US employment growth rebounded to 528,000 in the July Jobs Report, clearly outpacing the consensus expectation of a cooling labour market amid rising recession fears. June figures were also revised higher by 26,000, but besides the strong headline growth, it was striking how broad-based the recovery in employment was across different sectors. Even housing and manufacturing, which are typically among the hardest hit sectors by tightening financial conditions and weakening global business cycle, recorded job gains. Leisure & Hospitality also accounted for a large share of the new jobs, reflecting that the economy is still recovering from the lingering effects of the pandemic.

In contrast, labor force participation rate declined to 61.1%, signalling still persistent labour shortages. While the latest JOLTs job openings data from June does suggest that the peak labour demand is already behind, the persistent imbalance between demand and supply continues to support wage inflation clearly above levels consistent with Fed’s 2% inflation target.

Average hourly earnings rose by seasonally adjusted 0.47% m/m in July, or nearly 5.8% m/m annualized. Given the 2% inflation target and labour productivity growth averaging slightly above 1% during the 2010s before the pandemic, Fed would prefer wage inflation moderating towards 3%, as was the case in 2018-2019. With Q2 unit labour cost growth still outpacing the rise in prices, wage growth continue to support price inflation at too high levels, which is the most evident in the clear pick-up in core services inflation.

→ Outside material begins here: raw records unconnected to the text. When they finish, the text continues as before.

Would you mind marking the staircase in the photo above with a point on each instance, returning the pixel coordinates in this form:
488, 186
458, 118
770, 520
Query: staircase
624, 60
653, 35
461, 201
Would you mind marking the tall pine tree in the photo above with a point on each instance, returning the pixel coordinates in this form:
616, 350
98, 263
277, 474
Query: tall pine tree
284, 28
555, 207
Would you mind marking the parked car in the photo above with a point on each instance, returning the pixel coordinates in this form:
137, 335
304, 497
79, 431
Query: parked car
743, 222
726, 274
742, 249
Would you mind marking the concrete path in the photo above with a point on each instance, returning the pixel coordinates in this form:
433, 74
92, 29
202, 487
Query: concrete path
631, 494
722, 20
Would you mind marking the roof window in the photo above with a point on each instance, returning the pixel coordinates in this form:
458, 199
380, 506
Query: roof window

Alternative labour market indicators are slightly less upbeat than the traditional establishment survey, which is used to estimate the non-farm payrolls. Despite this, we see little signs of the economic momentum falling off a cliff. NFIB Small Business indicators of labour shortages eased moderately in July, as 49% of respondents reported not being able to fill their open positions right now. This was slightly down from the recent peak of 51% in May, but still significantly above historical levels. However, hiring plans still remain around spring levels. The household survey used for calculating the unemployment rate registered a three-month average employment gain of only 61,700 during May-July, much weaker than the 437,000 in the establishment survey. The household survey is, however, typically more volatile and the deviation is not unusually large in historical context.

As we pointed in FX Strategy - Expansion, inflation and a strong USD, 9 August, the US GDP has remarkably reached the pre-covid trend even though the persistent drop in labour supply would suggest that the trend path of potential GDP has actually declined. This would suggest that the output gap has turned positive and that Fed needs to continue tightening financial conditions in order to bring aggregate demand to more sustainable level. With inflation expectations still remaining at elevated levels, we suspect Fed will continue hiking until we start to see clear signals of a labour market conditions cooling, which in our view is not yet the case.